Yearly Horoscope – Taurus

I grew up with a brother who was assigned Taurus at birth and so I am wary of you Taurus types. I know what you are like and I’m right to look askance at you all.

You:

  • Cheat at monopoly because you’re the race car and the race car gets to drive past ‘go to jail’ and also drives past the streets that your siblings own so you don’t have to pay rent
  • Cheat at chess by telling me the white set have more moves and can do more and you always play the white set so your siblings always lose.
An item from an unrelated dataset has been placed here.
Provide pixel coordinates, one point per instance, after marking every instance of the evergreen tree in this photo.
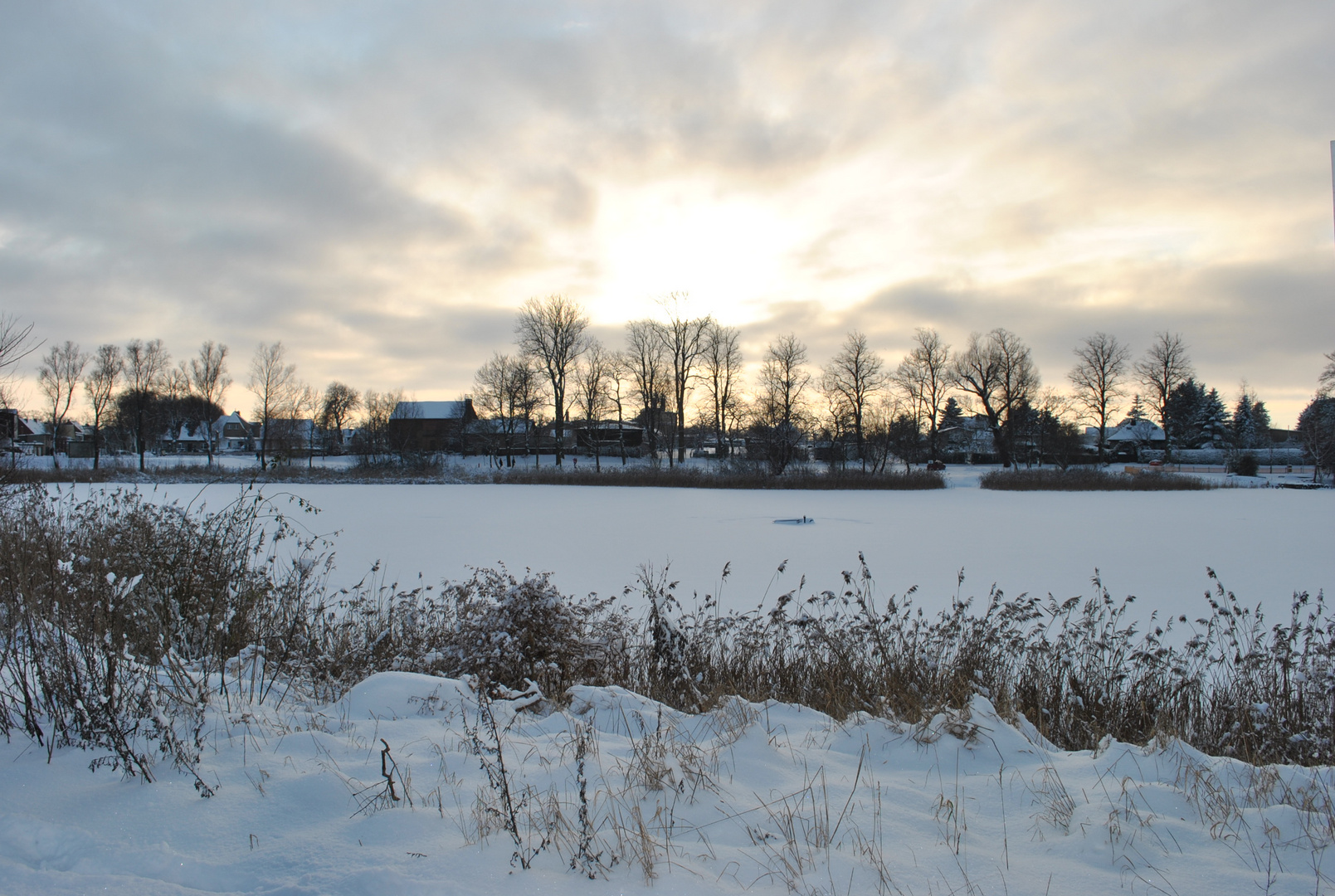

Ok now I think about it this is totally woke and you Taurans clearly have a very real sense of White Privilege and were teaching your siblings a lesson that white people have it way better for no reason at all.
  • Hit your siblings all the time  and rip their jigsaws in half
  • Write things like ‘Moylen was here’ on the wall in texta and then say your sibling has done it and get angry when parents don’t believe you (possibly because your sibling had not learned to write yet)
  • Hang your siblings toys by the feet up over their bed at night and tell sibling the toys screamed all night and then NOT LET THEM BE CUT DOWN
  • Tell sibling your teddy bear needs an operation and take over half of their pocket money for year to pay for it.  Hrm again, you are pretty woke, this is a good example of teaching a small child how taxes and healthcare works.

So really, what I’m saying to those Bull headed Taurans who come to this page, you probably deserve whatever miserable life you have for tormenting your sibling.